そんな時に、親父が交通事故で亡くなった。

結局、あの件の和解はできず、心にしこりを残したまま永遠の別れになってしまったが、後悔の気持ちは湧いてこなかった。

あの時親父が音哉のせいにしたことは、どうしても許せなかったから。


それでも、父親は父親。

やっぱり寂しさは湧いてくるものだ。

中学に入るまでは普通に仲の良い親子だったし、そのことを思い出すと、今でも時々無性に寂しくなるよ。

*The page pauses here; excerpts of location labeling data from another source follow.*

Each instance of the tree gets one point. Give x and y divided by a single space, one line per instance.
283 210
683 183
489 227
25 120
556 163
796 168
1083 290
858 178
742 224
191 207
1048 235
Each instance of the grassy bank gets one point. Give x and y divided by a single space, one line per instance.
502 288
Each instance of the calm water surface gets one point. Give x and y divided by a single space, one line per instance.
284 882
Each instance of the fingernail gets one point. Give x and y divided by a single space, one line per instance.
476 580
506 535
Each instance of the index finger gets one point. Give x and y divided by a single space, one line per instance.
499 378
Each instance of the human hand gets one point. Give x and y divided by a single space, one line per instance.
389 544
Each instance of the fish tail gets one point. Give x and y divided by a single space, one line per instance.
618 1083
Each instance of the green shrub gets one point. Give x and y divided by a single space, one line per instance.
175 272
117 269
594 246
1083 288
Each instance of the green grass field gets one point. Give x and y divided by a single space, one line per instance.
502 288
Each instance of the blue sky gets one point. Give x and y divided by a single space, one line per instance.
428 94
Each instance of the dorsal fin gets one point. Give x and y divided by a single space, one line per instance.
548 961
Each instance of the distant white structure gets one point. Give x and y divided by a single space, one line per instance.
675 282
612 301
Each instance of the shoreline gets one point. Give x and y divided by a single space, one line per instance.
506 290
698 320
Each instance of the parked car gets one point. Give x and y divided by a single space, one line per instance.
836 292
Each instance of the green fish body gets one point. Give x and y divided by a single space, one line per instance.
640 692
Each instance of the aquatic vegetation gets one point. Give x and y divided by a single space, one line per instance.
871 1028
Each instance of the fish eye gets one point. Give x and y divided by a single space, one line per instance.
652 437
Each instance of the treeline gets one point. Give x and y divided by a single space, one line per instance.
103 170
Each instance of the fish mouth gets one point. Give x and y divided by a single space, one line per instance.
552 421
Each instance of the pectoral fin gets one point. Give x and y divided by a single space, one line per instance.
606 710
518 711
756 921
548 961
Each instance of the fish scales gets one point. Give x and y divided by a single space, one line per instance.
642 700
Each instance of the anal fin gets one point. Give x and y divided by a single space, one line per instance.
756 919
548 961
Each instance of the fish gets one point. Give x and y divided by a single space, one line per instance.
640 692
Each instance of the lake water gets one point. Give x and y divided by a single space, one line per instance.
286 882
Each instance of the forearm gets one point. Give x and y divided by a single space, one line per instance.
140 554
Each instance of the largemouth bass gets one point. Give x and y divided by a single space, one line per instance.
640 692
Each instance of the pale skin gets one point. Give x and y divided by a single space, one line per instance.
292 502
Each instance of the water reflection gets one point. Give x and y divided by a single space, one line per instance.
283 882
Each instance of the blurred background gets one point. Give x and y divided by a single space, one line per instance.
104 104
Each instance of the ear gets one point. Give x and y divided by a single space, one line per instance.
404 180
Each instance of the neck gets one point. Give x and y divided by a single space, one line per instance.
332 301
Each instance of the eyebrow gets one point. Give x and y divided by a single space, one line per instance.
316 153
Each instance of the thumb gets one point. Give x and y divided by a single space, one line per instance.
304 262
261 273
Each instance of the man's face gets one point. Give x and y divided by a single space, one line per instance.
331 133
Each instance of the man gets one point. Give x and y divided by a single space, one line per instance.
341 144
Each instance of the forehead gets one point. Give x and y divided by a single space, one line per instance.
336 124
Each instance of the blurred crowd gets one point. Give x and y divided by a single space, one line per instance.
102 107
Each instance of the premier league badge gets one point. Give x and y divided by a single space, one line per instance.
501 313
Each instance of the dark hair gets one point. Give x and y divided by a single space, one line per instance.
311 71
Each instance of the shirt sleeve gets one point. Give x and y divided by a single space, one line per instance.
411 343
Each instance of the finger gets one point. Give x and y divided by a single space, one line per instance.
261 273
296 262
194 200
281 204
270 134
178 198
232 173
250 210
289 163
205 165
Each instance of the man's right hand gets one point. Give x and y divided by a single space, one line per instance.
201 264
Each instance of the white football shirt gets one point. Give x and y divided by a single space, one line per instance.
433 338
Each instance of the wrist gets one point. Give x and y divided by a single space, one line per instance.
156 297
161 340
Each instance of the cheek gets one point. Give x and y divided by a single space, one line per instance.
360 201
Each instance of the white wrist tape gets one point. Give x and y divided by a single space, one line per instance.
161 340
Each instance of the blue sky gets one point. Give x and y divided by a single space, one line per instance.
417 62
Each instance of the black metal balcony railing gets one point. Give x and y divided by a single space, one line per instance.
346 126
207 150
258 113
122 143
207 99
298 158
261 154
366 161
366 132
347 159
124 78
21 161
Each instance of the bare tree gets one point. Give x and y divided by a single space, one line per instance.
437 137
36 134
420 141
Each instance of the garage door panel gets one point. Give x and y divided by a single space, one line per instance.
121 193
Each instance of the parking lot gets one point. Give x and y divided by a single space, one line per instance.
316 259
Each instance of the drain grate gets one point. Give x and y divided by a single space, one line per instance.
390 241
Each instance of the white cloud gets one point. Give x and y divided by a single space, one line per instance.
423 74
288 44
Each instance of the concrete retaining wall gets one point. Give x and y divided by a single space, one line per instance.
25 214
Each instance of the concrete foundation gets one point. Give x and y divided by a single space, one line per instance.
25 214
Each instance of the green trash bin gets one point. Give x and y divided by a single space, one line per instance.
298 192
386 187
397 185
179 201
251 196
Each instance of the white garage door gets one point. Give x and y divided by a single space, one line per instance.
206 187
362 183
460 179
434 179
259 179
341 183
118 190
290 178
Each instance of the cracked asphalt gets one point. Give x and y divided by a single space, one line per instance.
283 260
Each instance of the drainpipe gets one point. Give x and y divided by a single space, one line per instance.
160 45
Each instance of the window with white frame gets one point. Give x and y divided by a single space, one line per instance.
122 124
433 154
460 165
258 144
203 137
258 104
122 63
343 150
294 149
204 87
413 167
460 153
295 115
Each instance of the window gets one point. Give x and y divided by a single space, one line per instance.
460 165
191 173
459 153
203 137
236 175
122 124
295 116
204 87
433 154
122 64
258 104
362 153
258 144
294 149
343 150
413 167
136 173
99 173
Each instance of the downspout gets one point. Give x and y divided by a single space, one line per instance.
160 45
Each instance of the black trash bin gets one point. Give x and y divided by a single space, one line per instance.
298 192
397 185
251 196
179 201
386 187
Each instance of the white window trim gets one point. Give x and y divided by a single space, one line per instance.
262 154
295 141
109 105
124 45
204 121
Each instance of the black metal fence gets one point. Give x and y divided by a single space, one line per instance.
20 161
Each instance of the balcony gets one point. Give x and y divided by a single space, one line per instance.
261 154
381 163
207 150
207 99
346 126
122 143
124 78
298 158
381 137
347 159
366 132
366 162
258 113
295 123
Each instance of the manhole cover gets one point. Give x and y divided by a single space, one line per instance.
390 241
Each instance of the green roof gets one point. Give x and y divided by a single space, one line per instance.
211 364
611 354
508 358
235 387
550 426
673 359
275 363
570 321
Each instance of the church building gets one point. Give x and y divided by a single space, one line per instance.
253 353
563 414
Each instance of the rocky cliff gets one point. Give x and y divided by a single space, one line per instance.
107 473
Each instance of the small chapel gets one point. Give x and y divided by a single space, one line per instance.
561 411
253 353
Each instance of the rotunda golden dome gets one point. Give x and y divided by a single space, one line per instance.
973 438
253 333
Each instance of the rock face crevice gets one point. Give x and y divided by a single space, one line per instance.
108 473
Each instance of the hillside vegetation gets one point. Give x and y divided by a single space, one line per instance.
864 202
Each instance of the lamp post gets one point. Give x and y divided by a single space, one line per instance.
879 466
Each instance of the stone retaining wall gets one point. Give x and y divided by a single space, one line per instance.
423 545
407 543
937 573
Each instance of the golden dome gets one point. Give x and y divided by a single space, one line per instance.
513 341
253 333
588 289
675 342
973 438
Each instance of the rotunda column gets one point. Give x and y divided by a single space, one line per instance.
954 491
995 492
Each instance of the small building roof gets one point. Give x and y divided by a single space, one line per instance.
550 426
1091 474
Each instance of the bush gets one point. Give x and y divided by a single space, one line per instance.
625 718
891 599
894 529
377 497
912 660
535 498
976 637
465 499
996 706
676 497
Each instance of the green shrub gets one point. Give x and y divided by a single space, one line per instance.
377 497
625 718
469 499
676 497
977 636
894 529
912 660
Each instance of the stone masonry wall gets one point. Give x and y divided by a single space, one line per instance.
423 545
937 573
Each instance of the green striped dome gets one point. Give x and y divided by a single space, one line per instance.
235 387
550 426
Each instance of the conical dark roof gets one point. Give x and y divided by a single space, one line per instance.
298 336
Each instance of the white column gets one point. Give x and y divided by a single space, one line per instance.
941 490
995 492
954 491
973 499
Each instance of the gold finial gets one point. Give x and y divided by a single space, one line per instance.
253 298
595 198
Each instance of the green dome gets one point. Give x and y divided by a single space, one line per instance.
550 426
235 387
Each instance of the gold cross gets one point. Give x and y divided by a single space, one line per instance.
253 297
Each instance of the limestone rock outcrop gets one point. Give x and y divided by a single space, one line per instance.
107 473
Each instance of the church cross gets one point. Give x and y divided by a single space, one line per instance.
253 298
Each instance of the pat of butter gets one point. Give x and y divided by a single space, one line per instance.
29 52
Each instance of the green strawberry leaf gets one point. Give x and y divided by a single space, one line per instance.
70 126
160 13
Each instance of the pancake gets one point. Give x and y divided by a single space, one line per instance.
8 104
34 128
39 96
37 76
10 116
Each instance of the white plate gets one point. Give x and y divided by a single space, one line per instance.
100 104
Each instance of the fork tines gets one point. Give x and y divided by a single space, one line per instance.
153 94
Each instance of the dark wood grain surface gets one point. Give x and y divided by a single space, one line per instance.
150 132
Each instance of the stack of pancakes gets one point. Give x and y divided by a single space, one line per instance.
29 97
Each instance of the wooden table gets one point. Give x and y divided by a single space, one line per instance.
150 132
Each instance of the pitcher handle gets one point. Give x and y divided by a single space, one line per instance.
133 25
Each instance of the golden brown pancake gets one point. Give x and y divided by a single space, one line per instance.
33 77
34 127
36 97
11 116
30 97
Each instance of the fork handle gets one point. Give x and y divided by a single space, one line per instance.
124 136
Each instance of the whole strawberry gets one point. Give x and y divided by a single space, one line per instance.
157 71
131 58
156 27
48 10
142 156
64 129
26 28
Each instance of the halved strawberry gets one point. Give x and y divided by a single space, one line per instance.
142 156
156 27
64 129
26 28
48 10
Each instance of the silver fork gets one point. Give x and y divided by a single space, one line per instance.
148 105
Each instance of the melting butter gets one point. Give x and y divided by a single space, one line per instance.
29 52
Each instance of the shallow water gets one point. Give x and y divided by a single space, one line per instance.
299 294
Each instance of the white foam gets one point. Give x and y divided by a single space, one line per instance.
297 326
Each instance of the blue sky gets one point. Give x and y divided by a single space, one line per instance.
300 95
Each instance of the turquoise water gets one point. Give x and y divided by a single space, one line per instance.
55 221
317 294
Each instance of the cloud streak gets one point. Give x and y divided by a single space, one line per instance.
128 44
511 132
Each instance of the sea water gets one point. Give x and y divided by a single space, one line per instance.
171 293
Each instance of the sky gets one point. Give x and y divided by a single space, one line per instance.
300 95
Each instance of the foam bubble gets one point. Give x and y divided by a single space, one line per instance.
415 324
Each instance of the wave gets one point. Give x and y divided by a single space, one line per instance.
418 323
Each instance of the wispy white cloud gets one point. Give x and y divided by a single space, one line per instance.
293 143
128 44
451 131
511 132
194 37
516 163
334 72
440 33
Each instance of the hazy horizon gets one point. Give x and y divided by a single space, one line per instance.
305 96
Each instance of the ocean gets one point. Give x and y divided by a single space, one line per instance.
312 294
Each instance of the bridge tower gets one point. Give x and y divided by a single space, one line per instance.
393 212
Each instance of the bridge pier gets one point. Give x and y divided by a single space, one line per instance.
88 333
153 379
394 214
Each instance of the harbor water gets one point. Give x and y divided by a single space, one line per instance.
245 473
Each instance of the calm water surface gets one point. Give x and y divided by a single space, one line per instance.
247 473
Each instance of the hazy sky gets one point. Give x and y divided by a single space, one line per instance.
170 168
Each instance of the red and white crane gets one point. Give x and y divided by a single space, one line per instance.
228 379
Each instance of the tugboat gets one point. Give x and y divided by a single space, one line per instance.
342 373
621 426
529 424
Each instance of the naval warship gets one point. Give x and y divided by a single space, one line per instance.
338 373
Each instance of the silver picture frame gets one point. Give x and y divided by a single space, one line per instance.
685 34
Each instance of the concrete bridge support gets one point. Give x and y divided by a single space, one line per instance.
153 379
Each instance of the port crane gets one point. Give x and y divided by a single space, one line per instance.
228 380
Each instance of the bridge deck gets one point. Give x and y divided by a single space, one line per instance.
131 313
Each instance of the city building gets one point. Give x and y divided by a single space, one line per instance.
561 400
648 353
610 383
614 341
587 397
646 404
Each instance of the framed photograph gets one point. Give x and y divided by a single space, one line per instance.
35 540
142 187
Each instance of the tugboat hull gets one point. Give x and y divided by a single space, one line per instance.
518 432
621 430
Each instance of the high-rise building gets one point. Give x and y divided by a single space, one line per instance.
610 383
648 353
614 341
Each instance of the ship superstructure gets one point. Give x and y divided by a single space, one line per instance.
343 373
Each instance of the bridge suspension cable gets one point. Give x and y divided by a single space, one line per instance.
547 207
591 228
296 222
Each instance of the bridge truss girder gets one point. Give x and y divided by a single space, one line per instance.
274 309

心に開いた穴がさらに大きくなって、俺はいつの間にかパープルからかなり遠ざかっていた。

しかし、抜け殻みたいになってしまった俺を支えてくれたのは、母親と琉依の存在だ。


母親は意外と逞しく、親父が亡くなっても気丈だった。

まぁ、不倫を黙認していたくらいだからな。

俺が悪さをするのも、『若気の至りよねぇ』なんて言って放任していたし、ちょっと変わってるのかもしれない。


そんな母さんと琉依は、明るい性格がどこか似ている。

ふたりに感化されて、次第に俺も気力を取り戻していった。